Ficou muito engraçado, porque as pessoas falavam: “É OK ser Takei” como forma de
resistência pacífica.
Há também o Charles
Chaplin, que só para citar um caso, filmou o Tempos Modernos: fazendo um
pastelão, ele mostrou claramente como a revolução industrial desumanizava os
trabalhadores. Contraponha isso a qualquer comédia moderna, que mostra sem
parar “pessoas atrapalhadas” que superam “seus defeitos” nas mais diversas
situações.
E quero terminar a
lista com os Doutores da Alegria e o Patch Adams (o verdadeiro, procure a
entrevista no Roda Viva). Eles mostram claramente um tipo muito sutil, delicado
e ao mesmo tempo poderoso de humor.
Com eles eu aprendi
que a alegria, por ser uma emoção contagiante, tem o poder de espantar o horror
dos nossos corações. É uma ferramenta de coragem e resiliência diante do
medo. Porém, esse mesmo efeito pode ser
um instrumento de banalização do mal, fazendo com que as pessoas riam ao invés
de horrorizar-se diante de certas situações.
Eu sou contra o uso
colonizador e deslegitimador de identidades oprimidas e odiadas. Acho que a
linha que separa um tipo do outro é bem clara.
Jaqueline Furacão - Os encontros trans que acontecem no Centro de Referência
LGBT de Campinas, dos quais vc participa, são bem diferentes dos espaços
acadêmicos que debatem transgeneridade. Quais as diferenças entre eles que
fazem com que vc frequente os dois espaços?

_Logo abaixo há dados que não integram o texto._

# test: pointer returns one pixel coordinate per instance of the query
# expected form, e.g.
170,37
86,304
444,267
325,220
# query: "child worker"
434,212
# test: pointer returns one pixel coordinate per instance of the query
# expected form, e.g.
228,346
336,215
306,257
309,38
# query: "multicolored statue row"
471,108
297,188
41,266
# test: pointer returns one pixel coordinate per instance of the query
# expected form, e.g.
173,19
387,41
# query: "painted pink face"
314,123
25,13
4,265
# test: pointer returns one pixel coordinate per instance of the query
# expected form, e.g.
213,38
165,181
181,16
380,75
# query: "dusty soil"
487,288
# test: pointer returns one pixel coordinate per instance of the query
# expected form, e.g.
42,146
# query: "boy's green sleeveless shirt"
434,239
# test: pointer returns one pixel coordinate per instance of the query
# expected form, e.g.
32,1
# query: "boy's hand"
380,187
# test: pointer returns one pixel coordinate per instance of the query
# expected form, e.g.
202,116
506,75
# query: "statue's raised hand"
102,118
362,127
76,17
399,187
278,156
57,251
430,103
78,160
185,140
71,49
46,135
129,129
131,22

Leila - Em primeiro lugar,
todas as vozes têm o mesmo peso. O que às vezes causa uns problemas de
entendimento, mas essa igualdade mostrou-se riquíssima. Minha sorte foi chegar
completamente destruída pelo cistema. Chegasse eu lá com um pouco mais de
identificação com meus privilégios acadêmicos, talvez fosse outra pessoa, muito
mais chata na minha opinião. Porém (sorte minha, sempre vou ser grata), eu
cheguei lá terraplanada pelo cistema porque o jogo dele é feito para nós
perdermos sempre. E justamente minha educação formal, da escolinha até a
universidade me ensinou a seguir as regras. Devia ter um jeito de vencer, mas
no jogo da opressão não há. Então eu já não acreditava em nada que havia aprendido
naquele momento.
Nesse clima que fui
lá e ouvi. Aquelas mulheres trans me acolheram e ensinaram a ser mulher como
elas. Como disse, eu queria aprender. E elas me ensinaram.
E aconteceu algo
mágico disso: eu adquiri uma autêntica cultura feminina com elas. Um ser mulher
codificado em gestos, relações com roupas, cosméticos, corpo, significações e
símbolos. Inclusive, essa cultura me deu elementos intuitivos para lidar com a
identidade e alteridade do feminino cis e trans. É um grupo bastante diverso quando
cheguei nele. Ainda é bastante identificado com a transexualidade, mas não é
exclusivo de mulheres trans.
Eu também fui
usuária do CR e tive contato com diversas mulheres trans que não frequentavam o
grupo. As conversas com todas elas também me ajudaram a construir a mulher que
sou. E nada disso passava diretamente pelo discurso político ou acadêmico. São
um pequeno patrimônio cultural imaterial que herdei da comunidade de mulheres
trans de Campinas que por qualquer motivo frequentam o CR: é o que entendem por
ser mulher trans donas de casa, prostitutas, cabeleireiras, operadoras de
telemarketing, vendedoras, moradoras de rua, estudantes, modelos.
Claro que eu faço
isso do meu jeito. Hoje entendo como um elemento interseccional da minha
identidade, mas é um muito precioso. Ele codifica minha existência e meu lugar
no mundo. Um lugar concreto, entre pessoas, localizado temporal e
geograficamente.
Isso tem uma
consequência muito intensa e bonita na minha relação com outros grupos aos
quais eu também pertenço: eu me sinto
deslocada de alguns discursos acadêmicos ou políticos. Esses signos
indômitos que eu trago nem sempre são bem expressos nos termos dos discursos
políticos ou acadêmicos. Por mais corretos que sejam os discursos
institucionais, eu não quero abrir mão da minha própria vivência.
Começo a perceber
que não estamos dando conta destes que chamo signos indômitos. São sutis,
transmitidos por vivência, são em parte verbais, em parte comportamentais, mas
definitivamente são identitários. São culturais. Eu diria que a maior parte das
minhas discordâncias dentro do movimento online e de certos estranhamentos e desentendimentos são um fruto interessante
dos meus signos indômitos e meu treinamento discursivo acadêmico.
Eu falava como
brincadeira que era a filósofa transgênera da região entre a rodoviária e a
prefeitura de Campinas. Pelo visto, o fundo de verdade dessa brincadeira é tão
profundo e rico que pode conter a chave para apaziguar discussões e unir grupos
de pessoas transgêneras Brasil afora. Precisamos levar mais a sério para o fato
que grupos identitários isolados produzem identidades diferentes e autênticas.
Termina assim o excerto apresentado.